Chief Justice of India D. Y. Chandrachud on January 31 agreed to consider hearing in open court a review filed by the government against a 2022 judgment which declared as “unconstitutional and manifestly arbitrary” amendments introduced in the benami law in 2016.
The amendments had applied retrospectively and mandated sending a person to prison for three years even as it empowered the Centre to confiscate “any property” subject to a benami transaction.
In an oral mentioning, Solicitor General Tushar Mehta said the judgment tended to apply to provisions in the benami law which were not even under challenge. Mr. Mehta said the judgment had widespread ramifications as lower courts are striking down cases on the basis of the apex court judgment.

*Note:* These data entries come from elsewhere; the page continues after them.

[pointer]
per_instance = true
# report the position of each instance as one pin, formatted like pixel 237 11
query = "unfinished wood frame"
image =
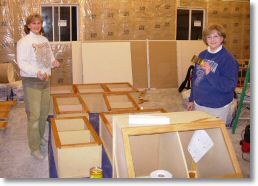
pixel 120 87
pixel 62 89
pixel 219 162
pixel 68 104
pixel 120 101
pixel 106 129
pixel 90 88
pixel 76 146
pixel 4 114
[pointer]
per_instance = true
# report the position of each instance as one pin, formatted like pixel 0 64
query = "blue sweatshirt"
pixel 215 89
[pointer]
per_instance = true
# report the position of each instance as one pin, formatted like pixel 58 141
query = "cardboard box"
pixel 139 150
pixel 106 127
pixel 76 147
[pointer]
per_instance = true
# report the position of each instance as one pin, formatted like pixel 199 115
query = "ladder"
pixel 242 98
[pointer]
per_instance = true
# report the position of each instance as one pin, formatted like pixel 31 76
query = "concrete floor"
pixel 16 161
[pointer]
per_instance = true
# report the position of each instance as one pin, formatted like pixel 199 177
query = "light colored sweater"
pixel 34 54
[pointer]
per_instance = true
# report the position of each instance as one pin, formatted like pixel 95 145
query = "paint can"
pixel 96 172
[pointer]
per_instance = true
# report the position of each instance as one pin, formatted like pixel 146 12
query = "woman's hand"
pixel 190 106
pixel 55 64
pixel 42 76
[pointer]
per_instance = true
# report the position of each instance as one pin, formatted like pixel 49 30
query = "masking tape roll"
pixel 161 174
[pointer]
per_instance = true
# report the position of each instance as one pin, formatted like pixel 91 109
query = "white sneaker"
pixel 37 154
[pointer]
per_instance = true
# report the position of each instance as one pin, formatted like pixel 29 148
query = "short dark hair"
pixel 207 31
pixel 31 18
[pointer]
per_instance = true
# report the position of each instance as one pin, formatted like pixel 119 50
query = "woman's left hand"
pixel 56 63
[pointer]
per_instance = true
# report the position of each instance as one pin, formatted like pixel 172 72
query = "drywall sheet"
pixel 106 62
pixel 139 64
pixel 77 62
pixel 185 51
pixel 163 64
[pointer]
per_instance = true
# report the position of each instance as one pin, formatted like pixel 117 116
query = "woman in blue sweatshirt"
pixel 214 81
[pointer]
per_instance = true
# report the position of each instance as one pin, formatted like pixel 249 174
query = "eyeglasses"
pixel 216 37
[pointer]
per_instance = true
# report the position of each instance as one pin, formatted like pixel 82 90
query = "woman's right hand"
pixel 42 76
pixel 190 106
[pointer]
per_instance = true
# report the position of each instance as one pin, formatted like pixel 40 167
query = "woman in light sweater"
pixel 35 60
pixel 214 81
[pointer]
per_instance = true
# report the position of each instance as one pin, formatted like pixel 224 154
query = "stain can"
pixel 96 172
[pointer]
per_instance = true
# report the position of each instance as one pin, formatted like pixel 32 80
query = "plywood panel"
pixel 139 64
pixel 185 52
pixel 106 62
pixel 163 64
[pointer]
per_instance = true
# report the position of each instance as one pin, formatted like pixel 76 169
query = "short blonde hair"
pixel 30 19
pixel 208 30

The 2022 judgment had declared Sections 3(2) and 5 introduced through the Benami Transactions (Prohibition) Amendment Act of 2016. The 2016 law had amended the original Benami Act of 1988. It had expanded the 1988 Act to 72 Sections from a mere nine Sections.
Section 3(2) had provided for punishment of three years’ imprisonment for those who had entered into benami transactions between September 5, 1988 to October 25, 2016. That is, a person could have been sent behind bars for a benami transaction entered into 28 years before the section even came into existence. The court had held that the provision violated Article 20(1) of the Constitution.

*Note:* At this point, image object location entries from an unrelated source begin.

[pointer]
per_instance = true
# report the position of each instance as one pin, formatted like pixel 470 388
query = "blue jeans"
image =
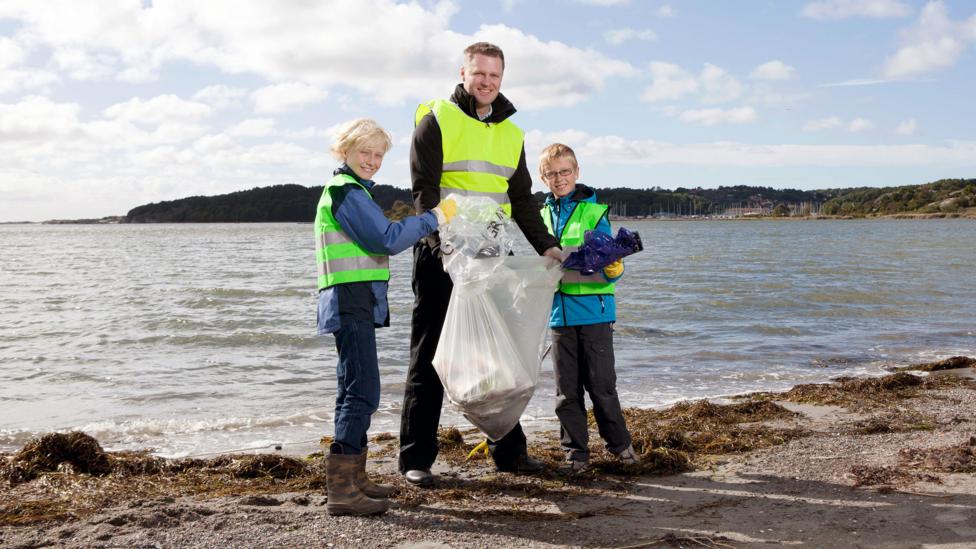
pixel 357 385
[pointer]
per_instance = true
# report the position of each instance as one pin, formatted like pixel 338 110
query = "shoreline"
pixel 856 462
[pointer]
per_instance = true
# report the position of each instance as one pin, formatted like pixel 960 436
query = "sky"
pixel 110 104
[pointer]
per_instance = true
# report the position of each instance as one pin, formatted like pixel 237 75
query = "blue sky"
pixel 108 105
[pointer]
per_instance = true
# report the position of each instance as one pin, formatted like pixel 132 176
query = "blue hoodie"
pixel 578 310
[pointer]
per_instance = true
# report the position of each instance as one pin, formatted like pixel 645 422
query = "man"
pixel 464 145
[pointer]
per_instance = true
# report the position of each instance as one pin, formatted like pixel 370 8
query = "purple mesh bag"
pixel 600 249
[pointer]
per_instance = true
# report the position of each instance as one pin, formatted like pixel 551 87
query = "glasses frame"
pixel 565 172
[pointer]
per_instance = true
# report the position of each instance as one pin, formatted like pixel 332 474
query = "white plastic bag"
pixel 491 346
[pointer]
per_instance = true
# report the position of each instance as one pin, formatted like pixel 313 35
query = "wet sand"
pixel 890 464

Article 20(1) mandates that no person should be convicted of an offence which was not in force “at the time of the commission of the act charged as an offence”. Section 5 of the 2016 Amendment Act had said that “any property, which is subject matter of benami transaction, shall be liable to be confiscated by the Central Government”. The court had held that this provision cannot be applied retrospectively.

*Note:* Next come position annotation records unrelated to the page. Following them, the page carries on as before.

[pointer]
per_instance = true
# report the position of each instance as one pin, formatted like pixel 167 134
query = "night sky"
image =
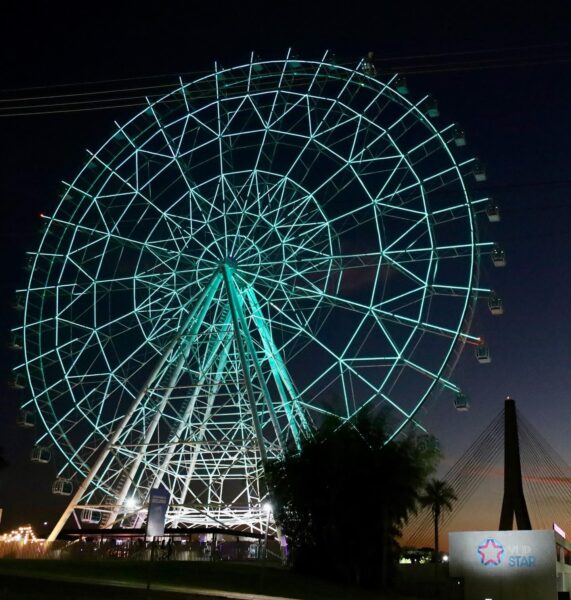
pixel 503 73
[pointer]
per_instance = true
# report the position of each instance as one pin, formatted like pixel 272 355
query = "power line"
pixel 90 100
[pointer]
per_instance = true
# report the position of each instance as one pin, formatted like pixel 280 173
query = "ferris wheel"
pixel 263 246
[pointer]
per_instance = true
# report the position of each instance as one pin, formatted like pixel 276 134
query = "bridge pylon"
pixel 513 504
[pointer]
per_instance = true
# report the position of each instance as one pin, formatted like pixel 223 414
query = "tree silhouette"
pixel 343 499
pixel 438 496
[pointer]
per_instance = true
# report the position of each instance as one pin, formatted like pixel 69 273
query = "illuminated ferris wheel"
pixel 263 246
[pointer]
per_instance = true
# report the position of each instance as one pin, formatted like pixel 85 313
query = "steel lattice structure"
pixel 262 246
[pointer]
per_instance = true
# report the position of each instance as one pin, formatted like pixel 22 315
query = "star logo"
pixel 491 552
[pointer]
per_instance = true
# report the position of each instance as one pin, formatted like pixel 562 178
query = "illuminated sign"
pixel 491 552
pixel 504 564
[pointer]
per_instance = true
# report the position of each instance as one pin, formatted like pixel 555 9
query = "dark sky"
pixel 503 72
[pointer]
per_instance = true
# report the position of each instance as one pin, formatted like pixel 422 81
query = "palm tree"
pixel 438 496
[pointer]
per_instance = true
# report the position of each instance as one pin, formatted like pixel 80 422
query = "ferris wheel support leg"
pixel 185 351
pixel 240 322
pixel 232 301
pixel 189 411
pixel 209 291
pixel 281 376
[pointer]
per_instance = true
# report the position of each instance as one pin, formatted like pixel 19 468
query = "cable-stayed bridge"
pixel 500 475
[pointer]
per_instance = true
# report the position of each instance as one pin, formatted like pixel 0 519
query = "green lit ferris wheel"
pixel 260 247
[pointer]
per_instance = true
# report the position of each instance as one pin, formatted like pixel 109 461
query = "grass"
pixel 225 576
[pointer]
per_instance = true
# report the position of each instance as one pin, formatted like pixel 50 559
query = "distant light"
pixel 131 503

The judgment had dismissed the government’s version that forfeiture, acquisition and confiscation of property under the 2016 Act was not in the nature of prosecution and cannot be restricted under Article 20.
The court had observed that the 2016 Act condemned not only transactions which were traditionally denominated as ‘benami’ but rather a “new class of fictitious and sham transactions”. It had said the intention of the Parliament was to condemn property acquired from ill-gotten wealth.
The court had explained that the 2016 Act contemplated an “in rem forfeiture”, by which the taint of entering into a benami transaction is transposed to the asset itself”.
“When such a taint is being created not on the individual, but on the property itself, a retroactive law would characterise itself as punitive for condemning the proceeds of sale which may also involve legitimate means of addition of wealth,” the judgment had said.
The court had also noted that the Act also granted extensive powers of discovery, inspection, compelling attendance, compelling production of documents to officials. It also empowered authorities to take the assistance of police officers, custom officers, income tax officers, etc, for furnishing information.
“It is also necessary to note that a person who supplies false information before any authority, is subjected to rigorous imprisonment of up to five years under Section 54 of the 2016 Act,” the court had highlighted. The court had dismissed the government’s contentions that the 2016 Act was merely procedural in nature. It said the provisions were substantive on the other hand.
“Authorities concerned cannot initiate or continue criminal prosecution or confiscation proceedings for transactions entered into prior to the coming into force of the 2016 Act, viz., October 25, 2016. As a consequence, all such prosecutions or confiscation proceedings shall stand quashed,” the Supreme Court had directed.